10. Operating systems

10.1. Windows

Since Windows 2000, Windows offers a nice Unicode API and supports non-BMP characters. It uses Unicode strings implemented as wchar_t* strings (LPWSTR). wchar_t is 16 bits long on Windows and so it uses UTF-16: non-BMP characters are stored as two wchar_t (a surrogate pair), and the length of a string is the number of UTF-16 units and not the number of characters.

Windows 95, 98 and Me had also Unicode strings, but were limited to BMP characters: they used UCS-2 instead of UTF-16.

10.1.1. Code pages

A Windows application has two encodings, called code pages (abbreviated “cp”): ANSI and OEM code pages. The ANSI code page, CP_ACP, is used for the ANSI version of the Windows API to decode byte strings to character strings and has a number between 874 and 1258. The OEM code page or “IBM PC” code page, CP_OEMCP, comes from MS-DOS, is used for the Windows console, contains glyphs to create text interfaces (draw boxes) and has a number between 437 and 874. Example of a French setup: ANSI is cp1252 and OEM is cp850.

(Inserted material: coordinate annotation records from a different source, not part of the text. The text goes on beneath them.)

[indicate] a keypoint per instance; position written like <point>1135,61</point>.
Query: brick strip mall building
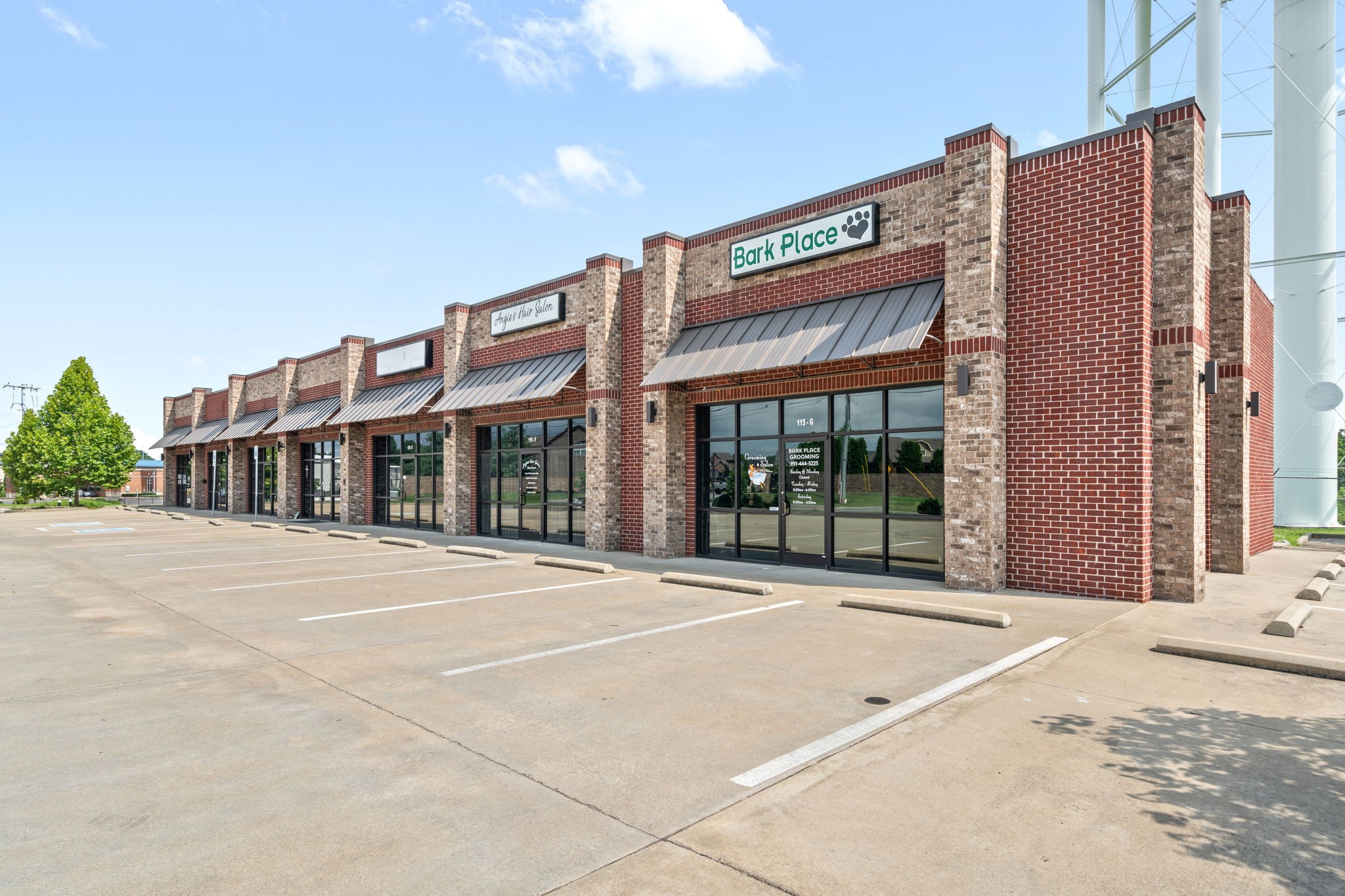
<point>986,368</point>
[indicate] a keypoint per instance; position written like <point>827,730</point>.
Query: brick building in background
<point>990,368</point>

There are code page constants:

  • CP_ACP: Windows ANSI code page

  • CP_MACCP: Macintosh code page

  • CP_OEMCP: ANSI code page of the current process

  • CP_SYMBOL (42): Symbol code page

  • CP_THREAD_ACP: ANSI code page of the current thread

  • CP_UTF7 (65000): UTF-7

  • CP_UTF8 (65001): UTF-8

Functions.

UINT GetACP()

Get the ANSI code page number.

UINT GetOEMCP()

Get the OEM code page number.

BOOL SetThreadLocale(LCID locale)

Set the locale. It can be used to change the ANSI code page of current thread (CP_THREAD_ACP).

See also

Wikipedia article: Windows code page.

10.1.2. Encode and decode functions

Encode and decode functions of <windows.h>.

MultiByteToWideChar()

Decode a byte string from a code page to a character string. Use MB_ERR_INVALID_CHARS flag to return an error on an undecodable byte sequence.

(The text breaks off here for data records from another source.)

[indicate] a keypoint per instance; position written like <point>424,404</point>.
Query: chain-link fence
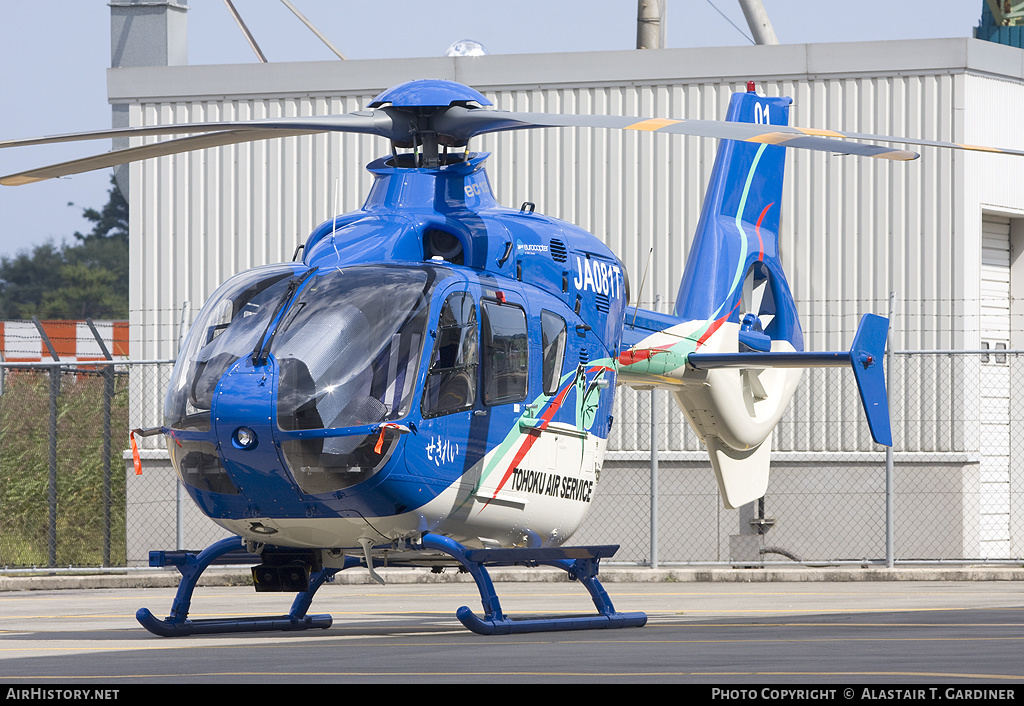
<point>950,490</point>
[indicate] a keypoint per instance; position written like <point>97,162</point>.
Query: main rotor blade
<point>170,147</point>
<point>374,122</point>
<point>219,133</point>
<point>464,123</point>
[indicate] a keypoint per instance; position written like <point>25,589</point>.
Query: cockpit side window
<point>505,354</point>
<point>553,349</point>
<point>451,384</point>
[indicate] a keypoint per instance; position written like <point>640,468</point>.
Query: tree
<point>86,280</point>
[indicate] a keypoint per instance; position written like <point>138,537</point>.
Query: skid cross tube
<point>192,566</point>
<point>580,563</point>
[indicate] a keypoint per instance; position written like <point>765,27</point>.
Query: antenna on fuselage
<point>636,308</point>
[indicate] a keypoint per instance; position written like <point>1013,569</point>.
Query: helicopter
<point>432,383</point>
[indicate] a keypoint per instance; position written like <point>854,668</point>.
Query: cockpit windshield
<point>348,347</point>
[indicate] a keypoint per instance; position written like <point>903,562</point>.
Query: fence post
<point>890,500</point>
<point>52,482</point>
<point>108,404</point>
<point>51,491</point>
<point>653,479</point>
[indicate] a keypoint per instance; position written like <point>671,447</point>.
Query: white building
<point>941,233</point>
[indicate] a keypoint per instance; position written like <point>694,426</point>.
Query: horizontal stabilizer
<point>865,357</point>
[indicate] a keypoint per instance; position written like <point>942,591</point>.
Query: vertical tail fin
<point>733,266</point>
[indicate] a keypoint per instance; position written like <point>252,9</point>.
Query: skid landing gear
<point>192,567</point>
<point>580,563</point>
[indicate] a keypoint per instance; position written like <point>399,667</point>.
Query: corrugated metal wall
<point>853,229</point>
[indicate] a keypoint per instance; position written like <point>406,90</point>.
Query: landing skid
<point>192,567</point>
<point>580,563</point>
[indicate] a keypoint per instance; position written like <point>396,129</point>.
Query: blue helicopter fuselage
<point>435,363</point>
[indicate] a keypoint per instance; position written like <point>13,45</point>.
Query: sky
<point>54,55</point>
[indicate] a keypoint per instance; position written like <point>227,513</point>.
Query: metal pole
<point>653,479</point>
<point>890,538</point>
<point>52,482</point>
<point>757,19</point>
<point>108,405</point>
<point>179,491</point>
<point>649,24</point>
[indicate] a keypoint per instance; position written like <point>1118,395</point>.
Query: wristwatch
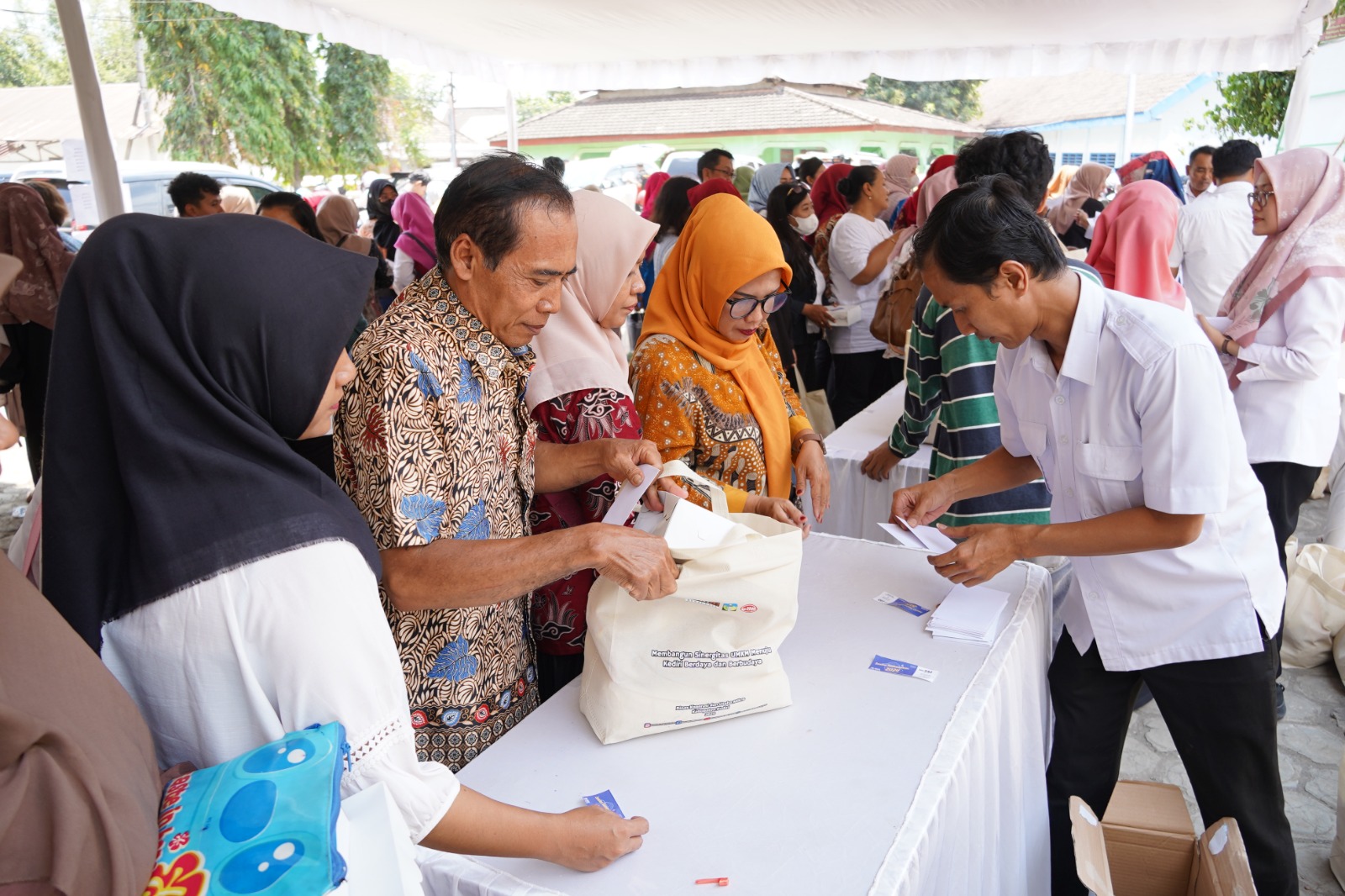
<point>807,436</point>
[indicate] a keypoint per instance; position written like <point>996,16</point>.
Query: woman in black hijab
<point>382,194</point>
<point>232,587</point>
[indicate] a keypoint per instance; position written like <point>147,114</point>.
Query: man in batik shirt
<point>436,447</point>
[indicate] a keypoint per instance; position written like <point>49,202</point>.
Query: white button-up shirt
<point>1289,398</point>
<point>1214,244</point>
<point>1141,414</point>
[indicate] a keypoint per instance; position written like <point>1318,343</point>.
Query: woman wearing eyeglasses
<point>1284,315</point>
<point>860,250</point>
<point>706,374</point>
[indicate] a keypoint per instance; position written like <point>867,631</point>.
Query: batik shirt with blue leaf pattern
<point>434,440</point>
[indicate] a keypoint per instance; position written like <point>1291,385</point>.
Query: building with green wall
<point>773,120</point>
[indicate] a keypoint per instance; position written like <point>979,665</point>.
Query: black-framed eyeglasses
<point>1258,198</point>
<point>743,308</point>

The default behaviour (flags=0) depends on the Windows version:

In strict mode (MB_ERR_INVALID_CHARS), the UTF-8 decoder (CP_UTF8) returns an error on surrogate characters on Windows Vista and later. On Windows XP, the UTF-8 decoder is not strict: surrogates can be decoded in any mode.

The UTF-7 decoder (CP_UTF7) only supports flags=0.

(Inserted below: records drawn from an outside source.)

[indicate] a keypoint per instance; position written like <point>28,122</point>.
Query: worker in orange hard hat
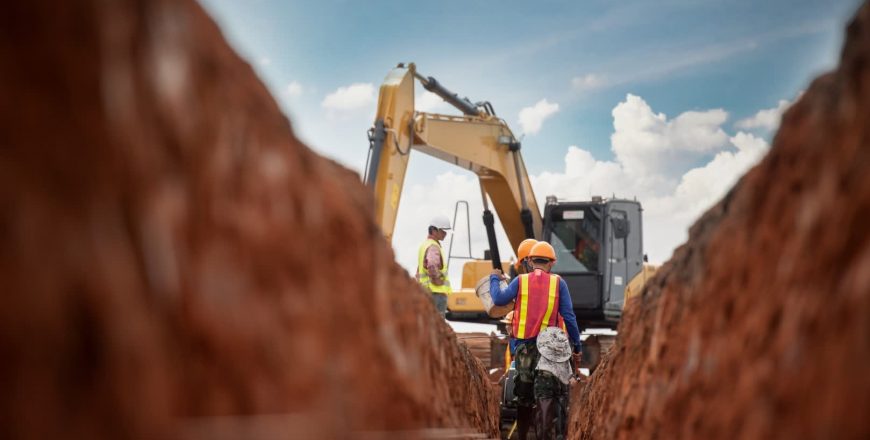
<point>537,294</point>
<point>522,264</point>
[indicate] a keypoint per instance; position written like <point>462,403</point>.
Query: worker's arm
<point>433,265</point>
<point>566,309</point>
<point>502,297</point>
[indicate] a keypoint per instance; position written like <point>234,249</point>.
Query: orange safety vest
<point>537,305</point>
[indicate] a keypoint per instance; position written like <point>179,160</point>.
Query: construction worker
<point>542,301</point>
<point>431,265</point>
<point>522,265</point>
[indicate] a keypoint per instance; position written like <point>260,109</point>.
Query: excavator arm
<point>477,141</point>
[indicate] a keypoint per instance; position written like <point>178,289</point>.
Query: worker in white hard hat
<point>431,265</point>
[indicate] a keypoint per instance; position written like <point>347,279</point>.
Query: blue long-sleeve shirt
<point>566,308</point>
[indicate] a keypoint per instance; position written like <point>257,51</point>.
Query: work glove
<point>498,273</point>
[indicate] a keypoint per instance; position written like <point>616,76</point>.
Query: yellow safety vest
<point>423,274</point>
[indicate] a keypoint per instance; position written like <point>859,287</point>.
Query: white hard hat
<point>440,222</point>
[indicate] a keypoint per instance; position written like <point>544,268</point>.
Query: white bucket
<point>494,311</point>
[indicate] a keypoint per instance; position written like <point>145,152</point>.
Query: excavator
<point>598,242</point>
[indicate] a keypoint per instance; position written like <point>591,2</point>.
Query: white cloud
<point>293,89</point>
<point>767,119</point>
<point>422,201</point>
<point>532,118</point>
<point>672,197</point>
<point>648,144</point>
<point>589,81</point>
<point>352,97</point>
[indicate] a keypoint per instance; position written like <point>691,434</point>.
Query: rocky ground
<point>177,265</point>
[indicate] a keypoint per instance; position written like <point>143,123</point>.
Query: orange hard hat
<point>524,249</point>
<point>543,250</point>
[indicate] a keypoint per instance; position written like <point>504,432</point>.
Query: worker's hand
<point>577,358</point>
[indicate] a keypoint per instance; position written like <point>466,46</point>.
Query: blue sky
<point>738,57</point>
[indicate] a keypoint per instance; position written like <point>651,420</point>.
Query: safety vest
<point>537,305</point>
<point>423,273</point>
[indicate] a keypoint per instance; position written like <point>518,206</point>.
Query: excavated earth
<point>176,264</point>
<point>759,326</point>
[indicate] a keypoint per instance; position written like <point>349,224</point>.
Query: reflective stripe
<point>524,305</point>
<point>551,301</point>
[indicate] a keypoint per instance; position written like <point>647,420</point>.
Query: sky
<point>668,102</point>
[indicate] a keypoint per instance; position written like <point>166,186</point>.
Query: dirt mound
<point>759,327</point>
<point>177,265</point>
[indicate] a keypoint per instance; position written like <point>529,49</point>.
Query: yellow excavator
<point>598,242</point>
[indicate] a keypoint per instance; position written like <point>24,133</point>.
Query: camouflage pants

Examples on any Windows version:

Flags

default (0)

MB_ERR_INVALID_CHARS

0xE9 0x80, cp1252

é€ {U+00E9, U+20AC}

é€ {U+00E9, U+20AC}

0xC3 0xA9, CP_UTF8

é {U+00E9}

é {U+00E9}

0xFF, cp932

{U+F8F3}

decoding error

0xFF, CP_UTF7

{U+FF}

invalid flags

Examples on Windows Vista and later:

Flags

default (0)

MB_ERR_INVALID_CHARS

0x81 0x00, cp932

{U+30FB, U+0000}

decoding error

0xFF, CP_UTF8

{U+FFFD}

decoding error

0xED 0xB2 0x80, CP_UTF8

{U+FFFD, U+FFFD, U+FFFD}

decoding error

Examples on Windows 2000, XP, 2003:

Flags

default (0)

MB_ERR_INVALID_CHARS

0x81 0x00, cp932

{U+0000}

decoding error

0xFF, CP_UTF8

decoding error

decoding error

0xED 0xB2 0x80, CP_UTF8

{U+DC80}

{U+DC80}

Note

The U+30FB character is the Katakana middle dot (・). U+F8F3 code point is part of a Unicode range reserved for private use (U+E000—U+F8FF).

WideCharToMultiByte()

Encode a character string to a byte string. The behaviour on unencodable characters depends on the code page, the Windows version and the flags.

Code page

Windows version

Flags

Behaviour

CP_UTF8

2000, XP, 2003

0

Encode surrogates

Vista or later

0

Replace surrogates by U+FFFD

WC_ERR_INVALID_CHARS

Strict

CP_UTF7

all versions

0

Encode surrogates

Others

all versions

0

Replace by similar glyph

WC_NO_BEST_FIT_CHARS

Replace by ? (1)

  1. : Strict if you check for pusedDefaultChar pointer.

pusedDefaultChar is not supported by CP_UTF7 or CP_UTF8.

Use WC_NO_BEST_FIT_CHARS flag (or WC_ERR_INVALID_CHARS flag for CP_UTF8) to have a strict encoder: return an error on unencodable character. By default, if a character cannot be encoded, it is replaced by a character with a similar glyph or by “?” (U+003F). For example, with cp1252, Ł (U+0141) is replaced by L (U+004C).

On Windows Vista or later with WC_ERR_INVALID_CHARS flag, the UTF-8 encoder (CP_UTF8) returns an error on surrogate characters. The default behaviour (flags=0) depends on the Windows version: surrogates are replaced by U+FFFD on Windows Vista and later, and are encoded to UTF-8 on older Windows versions. The WC_NO_BEST_FIT_CHARS flag is not supported by the UTF-8 encoder.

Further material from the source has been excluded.